Dr. Ilizarov and His Frame

Gavriil Ilizarov was born into a poor peasant family on a farm near Białowieża, Poland in 1921. Shortly after he was born, his parents fled to Azerbaijan, where he grew up. Ilizarov completed a course of study in a "rabfak," an institution designed to prepare workers for higher education, and was admitted to a medical school. During World War II, he was evacuated to Kazakhstan, and in the 1950's he became Chief of the Department of Trauma and Orthopedics at a veteran's hospital in the Siberian town of Kurgan.

In treating difficult cases, Ilizarov noticed that sometimes when it was not possible to set a fracture, the two ends of the bone left separated would eventually grow to join each other. Ilizarov reasoned that when bones were deformed or too short, if might be possible to intentionally break them into two segments and to gradually move them as they grew back together so that the bone would lengthen. The procedure came to be known as "distraction" osteogenesis; in this case, "distraction" means the "opposite of traction," not that the bones are somehow fooled into growing longer. 

To hold the bones just the right distance apart as they grew toward each other so that the final bone would be longer, Ilizarov invented a frame using circular rings that allowed growth of the soft tissue. Other surgeons in the United States had worked on the problem for many years, but it was Ilizarov's device that allowed for soft tissue growth to support the growth of bone.

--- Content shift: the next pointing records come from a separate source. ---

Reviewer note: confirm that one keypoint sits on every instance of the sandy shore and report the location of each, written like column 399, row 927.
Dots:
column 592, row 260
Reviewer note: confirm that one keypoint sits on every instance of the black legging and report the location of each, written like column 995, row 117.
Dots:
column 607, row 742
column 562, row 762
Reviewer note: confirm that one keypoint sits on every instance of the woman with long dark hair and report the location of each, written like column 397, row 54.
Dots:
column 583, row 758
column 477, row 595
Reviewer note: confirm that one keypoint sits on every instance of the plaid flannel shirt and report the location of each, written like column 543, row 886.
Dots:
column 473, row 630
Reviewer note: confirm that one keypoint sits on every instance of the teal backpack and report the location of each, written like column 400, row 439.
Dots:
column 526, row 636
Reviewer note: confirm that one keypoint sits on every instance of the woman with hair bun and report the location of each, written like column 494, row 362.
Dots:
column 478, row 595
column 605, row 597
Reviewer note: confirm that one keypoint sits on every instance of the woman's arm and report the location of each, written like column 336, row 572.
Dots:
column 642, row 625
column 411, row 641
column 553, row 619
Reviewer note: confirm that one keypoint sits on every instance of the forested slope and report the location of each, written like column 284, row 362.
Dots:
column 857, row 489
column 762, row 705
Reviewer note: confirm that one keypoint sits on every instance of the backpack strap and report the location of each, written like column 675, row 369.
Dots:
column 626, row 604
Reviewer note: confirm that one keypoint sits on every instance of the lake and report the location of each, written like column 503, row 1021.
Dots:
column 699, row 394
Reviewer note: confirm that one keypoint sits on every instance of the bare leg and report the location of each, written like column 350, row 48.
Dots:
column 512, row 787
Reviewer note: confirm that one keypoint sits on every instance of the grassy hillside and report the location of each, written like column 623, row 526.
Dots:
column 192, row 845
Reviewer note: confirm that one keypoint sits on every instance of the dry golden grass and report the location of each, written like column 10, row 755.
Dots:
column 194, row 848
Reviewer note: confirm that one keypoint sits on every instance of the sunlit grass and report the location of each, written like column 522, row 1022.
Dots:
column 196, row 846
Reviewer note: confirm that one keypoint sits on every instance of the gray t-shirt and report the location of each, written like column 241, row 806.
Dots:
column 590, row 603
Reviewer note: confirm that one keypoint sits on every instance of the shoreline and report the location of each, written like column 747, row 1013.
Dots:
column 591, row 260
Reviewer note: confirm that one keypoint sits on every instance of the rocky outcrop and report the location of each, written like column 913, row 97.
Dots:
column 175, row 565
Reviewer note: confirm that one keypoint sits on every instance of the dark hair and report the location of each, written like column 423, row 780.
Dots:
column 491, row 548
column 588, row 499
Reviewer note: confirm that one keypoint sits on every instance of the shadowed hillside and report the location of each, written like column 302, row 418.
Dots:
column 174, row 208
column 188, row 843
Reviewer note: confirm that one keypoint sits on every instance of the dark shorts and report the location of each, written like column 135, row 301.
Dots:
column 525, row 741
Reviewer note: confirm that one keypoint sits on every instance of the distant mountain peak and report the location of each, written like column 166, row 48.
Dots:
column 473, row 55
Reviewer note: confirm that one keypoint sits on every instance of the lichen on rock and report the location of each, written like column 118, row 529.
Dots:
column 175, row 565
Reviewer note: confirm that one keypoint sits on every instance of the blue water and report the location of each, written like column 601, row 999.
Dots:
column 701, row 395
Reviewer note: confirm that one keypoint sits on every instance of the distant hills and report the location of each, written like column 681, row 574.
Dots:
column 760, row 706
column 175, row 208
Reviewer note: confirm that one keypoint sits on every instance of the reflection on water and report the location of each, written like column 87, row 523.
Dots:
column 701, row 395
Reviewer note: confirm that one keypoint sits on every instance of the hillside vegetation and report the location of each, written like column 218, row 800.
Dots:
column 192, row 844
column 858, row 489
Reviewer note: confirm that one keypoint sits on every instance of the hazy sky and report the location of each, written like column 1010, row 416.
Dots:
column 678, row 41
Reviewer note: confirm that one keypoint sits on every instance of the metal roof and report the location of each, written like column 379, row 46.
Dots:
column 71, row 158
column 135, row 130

The Key to Successful Distraction Osteogenesis

Ilizarov and other physicians recognized early on that the key to successful treatment was to make sure the two ends of the bone were separated at just the right rate. Bones knit together over a fracture, but if the gap between the two ends is too long, they grown fibrous tissue rather than bone. If the gap between the two ends is too narrow, then the result can be malformed bone. Distraction osteogenesis is not a process that can be rushed. While a small fracture might heal in a few weeks, adding 5 inches to the length of a bone takes most of a year.